If you base your website design on YAML you start from a position where many of the legal/technical hoops you have to jump through to get funding for your site, and/or to make it comply with technical legal requirements, are largely solved before you begin, at very low, or no cost.

You also have a layout which complies with standards which support the reuse of existing material, and therefore tend to save large amounts of time and money spent on reformatting the same information each time it is used for different purposes.

How can it work?

Virtually all websites use a layout which consists of all or some of:

  • a header area
  • another horizontal area - often for navigation
  • one, two, or three vertical columns (which may themselves be subdivided)
  • a footer area

Some of these may be omitted or duplicated, but, nearly always, that is the underlying basis of the design.

Accessibility

There is a legal requirement that your site should be accessible - that is it should be usable by people with a wide range of disabilities as well as the rest of us.

While these issues are important legally, they are also important if you want to serve your users.

While not many visitors are blind, for example, it serves those that are if they can navigate and read the site using an auditory browser. If you use YAML your layout will build this in right from the beginning.

More commonly, many sites use very small fixed text sizes which are almost impossible for older users to read, particularly if they have high resolution screens. Sites designed to be highly legible at 800*600 can be difficult to read on a screen with resolution 1600*1200, or higher.

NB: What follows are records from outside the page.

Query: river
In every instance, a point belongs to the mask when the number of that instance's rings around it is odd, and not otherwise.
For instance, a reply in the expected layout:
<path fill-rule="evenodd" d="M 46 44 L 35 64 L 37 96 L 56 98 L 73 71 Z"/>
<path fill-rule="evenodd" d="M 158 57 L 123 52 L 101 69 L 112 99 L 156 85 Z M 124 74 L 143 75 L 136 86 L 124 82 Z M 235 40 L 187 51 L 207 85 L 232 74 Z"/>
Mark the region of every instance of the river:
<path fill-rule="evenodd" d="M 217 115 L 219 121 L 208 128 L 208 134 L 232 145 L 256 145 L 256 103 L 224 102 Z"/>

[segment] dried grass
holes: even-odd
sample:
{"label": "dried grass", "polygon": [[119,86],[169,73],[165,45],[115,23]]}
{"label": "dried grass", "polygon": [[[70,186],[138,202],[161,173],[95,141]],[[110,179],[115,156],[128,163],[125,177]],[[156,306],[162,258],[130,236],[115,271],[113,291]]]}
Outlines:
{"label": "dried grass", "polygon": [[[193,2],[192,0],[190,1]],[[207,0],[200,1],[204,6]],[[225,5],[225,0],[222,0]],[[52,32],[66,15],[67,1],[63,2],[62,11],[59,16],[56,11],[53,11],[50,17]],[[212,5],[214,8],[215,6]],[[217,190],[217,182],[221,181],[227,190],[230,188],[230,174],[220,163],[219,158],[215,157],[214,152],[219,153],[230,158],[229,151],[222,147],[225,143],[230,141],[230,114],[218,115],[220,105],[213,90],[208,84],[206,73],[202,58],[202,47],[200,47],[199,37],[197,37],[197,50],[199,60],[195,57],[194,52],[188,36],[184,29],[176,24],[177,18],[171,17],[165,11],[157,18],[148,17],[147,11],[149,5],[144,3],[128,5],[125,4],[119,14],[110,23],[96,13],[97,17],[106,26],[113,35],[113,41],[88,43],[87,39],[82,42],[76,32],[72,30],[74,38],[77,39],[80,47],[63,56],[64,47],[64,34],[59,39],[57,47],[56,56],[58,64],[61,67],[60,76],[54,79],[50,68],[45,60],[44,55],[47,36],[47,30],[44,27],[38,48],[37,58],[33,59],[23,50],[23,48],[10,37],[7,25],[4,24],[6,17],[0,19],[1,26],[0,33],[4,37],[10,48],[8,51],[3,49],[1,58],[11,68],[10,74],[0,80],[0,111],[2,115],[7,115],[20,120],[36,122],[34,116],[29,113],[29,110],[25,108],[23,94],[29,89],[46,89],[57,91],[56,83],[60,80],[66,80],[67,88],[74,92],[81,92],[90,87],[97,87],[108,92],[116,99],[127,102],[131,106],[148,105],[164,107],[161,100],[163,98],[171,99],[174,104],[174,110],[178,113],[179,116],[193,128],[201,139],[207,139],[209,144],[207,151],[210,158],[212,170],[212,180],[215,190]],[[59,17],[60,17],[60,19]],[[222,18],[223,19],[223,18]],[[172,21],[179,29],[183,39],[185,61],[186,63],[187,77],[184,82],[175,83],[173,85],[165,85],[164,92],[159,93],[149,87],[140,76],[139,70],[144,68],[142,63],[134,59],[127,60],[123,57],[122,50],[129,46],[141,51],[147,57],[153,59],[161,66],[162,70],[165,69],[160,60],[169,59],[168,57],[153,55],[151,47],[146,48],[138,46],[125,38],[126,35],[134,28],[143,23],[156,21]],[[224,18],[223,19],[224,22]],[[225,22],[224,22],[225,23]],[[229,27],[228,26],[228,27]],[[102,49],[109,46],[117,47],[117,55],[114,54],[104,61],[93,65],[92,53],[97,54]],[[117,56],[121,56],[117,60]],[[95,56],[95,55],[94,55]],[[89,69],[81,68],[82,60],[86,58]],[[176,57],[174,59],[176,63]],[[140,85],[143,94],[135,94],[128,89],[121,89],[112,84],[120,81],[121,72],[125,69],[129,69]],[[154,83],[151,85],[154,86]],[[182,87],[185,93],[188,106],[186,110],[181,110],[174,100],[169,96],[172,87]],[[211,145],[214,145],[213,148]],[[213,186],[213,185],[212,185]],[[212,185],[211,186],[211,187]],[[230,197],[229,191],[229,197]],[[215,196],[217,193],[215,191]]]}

YAML encourages the use of relative text sizes, which are designed to be resized, and provides an interface which enable users to adjust the size of the text so that it is comfortable for them.

Adherence to standards

YAML makes it much simpler for your website design to be standards-compliant

Increasingly, content and presentation are kept separate, and then combined as necessary for a particular function using technologies such as xml, XHTML and CSS.

YAML provides skeletons for the most common web page designs which are in themselves securely standards-compliant, and provided with CSS style sheets, which are structured in a logical way so that multiple types of layout, and arrangements of columns can be implemented just by changing the style sheets.

The designer/realiser elaborates on the basic layouts, so as to arrive at an intended design, which, other things being equal, is itself standards-compliant.